The relation between the city and the contractor comes within no definition of master and servant, and there is no reason why it should be declared as a matter of law any such relations do exist. Such an assumption rests on a mere fiction with no warrant in the facts. The city is not forbidden by any considerations of public concern from delegating the management of such work as that embraced in the ordinance to careful and skillful persons in that kind of labor. Indeed, it is the better policy, and affords more assurance of safety to property in the vicinity than any other that could be adopted. It may be that on certain kinds of work to be done under public authority — as, the construction of railroads or canals, and from the responsibility for injuries arising in the execution of which, in the ver}i nature of the things to be done, corporations will not be permitted to escape by delegating their powers to others, though entirely competent to do such work — the character of the work and the dangers incident to the continuous use have given rise to the necessity of such a rule to secure the public safety. But the case in hand does not come within the rule. The work contemplated by the ordinance was not of that character, and there is no- just reason why the corporation could not commit the exclusive charge of it to a competent and careful person, as they did.
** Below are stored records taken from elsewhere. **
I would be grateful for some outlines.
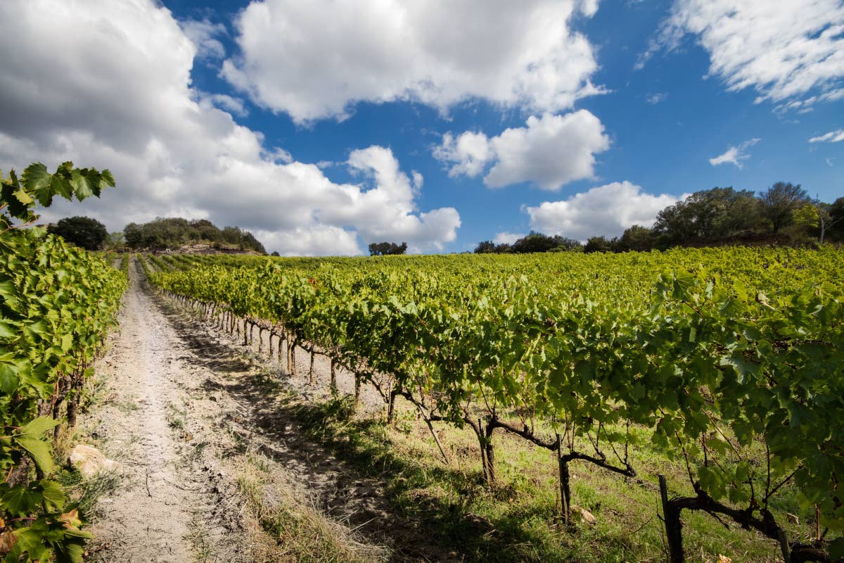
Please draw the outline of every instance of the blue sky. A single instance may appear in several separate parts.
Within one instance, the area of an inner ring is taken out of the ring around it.
[[[715,186],[844,195],[841,0],[0,12],[21,22],[0,39],[0,166],[70,159],[118,181],[46,219],[208,218],[283,254],[462,252],[617,235]]]

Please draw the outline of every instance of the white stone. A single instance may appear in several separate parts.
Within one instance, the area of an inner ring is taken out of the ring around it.
[[[100,450],[91,446],[78,444],[70,452],[70,464],[85,477],[92,477],[100,471],[114,471],[120,463],[107,459]]]

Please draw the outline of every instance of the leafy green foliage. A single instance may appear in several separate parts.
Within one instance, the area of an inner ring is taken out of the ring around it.
[[[0,557],[3,561],[81,561],[90,534],[49,476],[52,407],[75,392],[115,321],[126,275],[41,228],[36,202],[84,200],[114,186],[108,171],[69,162],[49,174],[30,165],[2,181],[0,211]]]
[[[840,535],[842,258],[735,247],[376,268],[206,258],[151,278],[268,321],[437,420],[498,420],[538,445],[541,421],[588,438],[598,452],[588,461],[607,467],[609,452],[627,471],[636,444],[624,429],[636,425],[651,447],[684,460],[702,497],[766,522],[777,493],[797,487]]]

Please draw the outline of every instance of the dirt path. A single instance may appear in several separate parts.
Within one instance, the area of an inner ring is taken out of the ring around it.
[[[249,560],[214,460],[186,440],[180,405],[191,365],[141,276],[134,264],[118,336],[100,370],[107,400],[84,422],[123,466],[119,488],[100,501],[91,550],[100,561]]]
[[[95,560],[306,560],[246,506],[250,471],[262,510],[294,502],[314,512],[358,560],[459,560],[397,516],[377,482],[304,437],[281,391],[323,392],[327,365],[317,360],[310,384],[309,360],[297,354],[300,377],[281,376],[266,356],[152,292],[133,263],[119,335],[99,370],[108,398],[85,422],[125,475],[98,506]],[[354,387],[348,374],[338,384]]]

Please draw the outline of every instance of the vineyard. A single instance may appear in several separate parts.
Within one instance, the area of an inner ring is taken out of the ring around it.
[[[36,202],[99,197],[114,180],[108,171],[69,162],[54,174],[35,164],[20,179],[11,172],[2,180],[0,555],[4,561],[78,561],[91,535],[51,479],[50,438],[76,424],[83,383],[115,322],[127,278],[45,229],[26,227],[37,219]]]
[[[549,452],[572,533],[588,504],[578,476],[597,469],[652,495],[672,561],[688,555],[695,513],[803,561],[844,547],[842,258],[721,248],[142,263],[288,372],[297,349],[311,370],[325,356],[330,387],[351,373],[354,400],[374,389],[388,425],[409,405],[443,465],[441,429],[468,429],[491,490],[511,485],[507,455],[522,457],[503,441]]]

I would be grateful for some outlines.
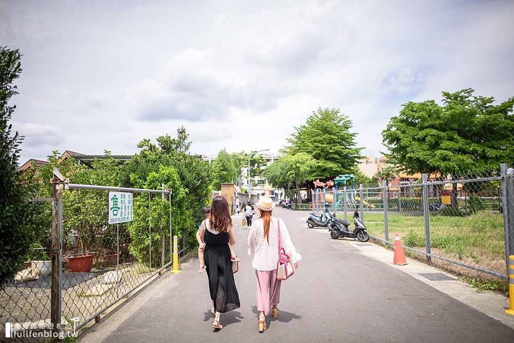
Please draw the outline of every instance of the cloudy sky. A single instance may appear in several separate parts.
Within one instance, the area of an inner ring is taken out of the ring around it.
[[[268,148],[319,107],[377,156],[408,101],[514,96],[514,2],[0,0],[23,71],[20,162],[129,155],[186,127],[191,152]]]

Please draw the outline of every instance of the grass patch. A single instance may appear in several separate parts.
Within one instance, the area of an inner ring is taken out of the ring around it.
[[[479,291],[482,292],[492,291],[502,294],[507,294],[508,296],[508,281],[482,280],[466,276],[461,277],[460,278],[462,281],[466,281],[473,287],[478,289]]]

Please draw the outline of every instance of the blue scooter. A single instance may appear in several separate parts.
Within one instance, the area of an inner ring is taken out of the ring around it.
[[[311,212],[309,214],[309,218],[307,219],[307,226],[309,228],[313,228],[315,226],[319,227],[329,227],[334,222],[333,217],[335,214],[331,214],[328,211],[328,207],[330,204],[328,202],[325,204],[325,211],[323,213],[316,213]]]

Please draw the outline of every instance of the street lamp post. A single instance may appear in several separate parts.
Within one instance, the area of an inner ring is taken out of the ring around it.
[[[252,158],[252,156],[257,154],[258,153],[260,153],[261,151],[265,151],[269,150],[269,149],[264,149],[264,150],[260,150],[258,151],[255,151],[253,154],[250,155],[248,157],[248,190],[250,190],[250,159]],[[249,193],[249,192],[248,192]]]

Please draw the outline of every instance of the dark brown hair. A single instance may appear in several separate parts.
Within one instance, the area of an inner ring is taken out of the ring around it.
[[[269,244],[269,224],[271,222],[271,211],[265,211],[260,208],[259,209],[261,213],[261,219],[262,219],[263,226],[264,228],[264,237]]]
[[[221,195],[214,197],[209,214],[211,228],[218,232],[228,232],[232,227],[232,218],[227,199]]]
The case of the City of Chicago v. Joney, 60 Ill. 383, cited so confidently as maintaining plaintiff’s right to recover, is not in conflict with the views here expressed. That case is placed on the distinct ground the contractors were under an immediate control of the city, having power through the Board of Public Works, whose decisions were final, to dismiss any person employed by them, and because there was depeudence-serviency in the contractors, on Recount of their negligence the doctrine of respondeat superior was applied. Nor is the case of the City of Chicago v. Dermody, 61 Ill. 431, an authority for plaintiff’s view of the law. In that case the work to be done was the erection of a public building. The city let the contract to a party who was to do the work according to plans and specifications furnished under the immediate surpervision of the Board of Public Works. The principal ground upon which the decision is based is that the Board of Public Works permitted the contractor to deviate from the original plans, which rendered the building less secure, and it was that which caused the injury.

There is nothing in the previous decision that would prevent the court from deciding the case on what I regard as the better reasoning, as well as the weight of authority; and in my opinion the judgment should be reversed.

Mr. Justice Sheldon concurs in the dissenting opinion.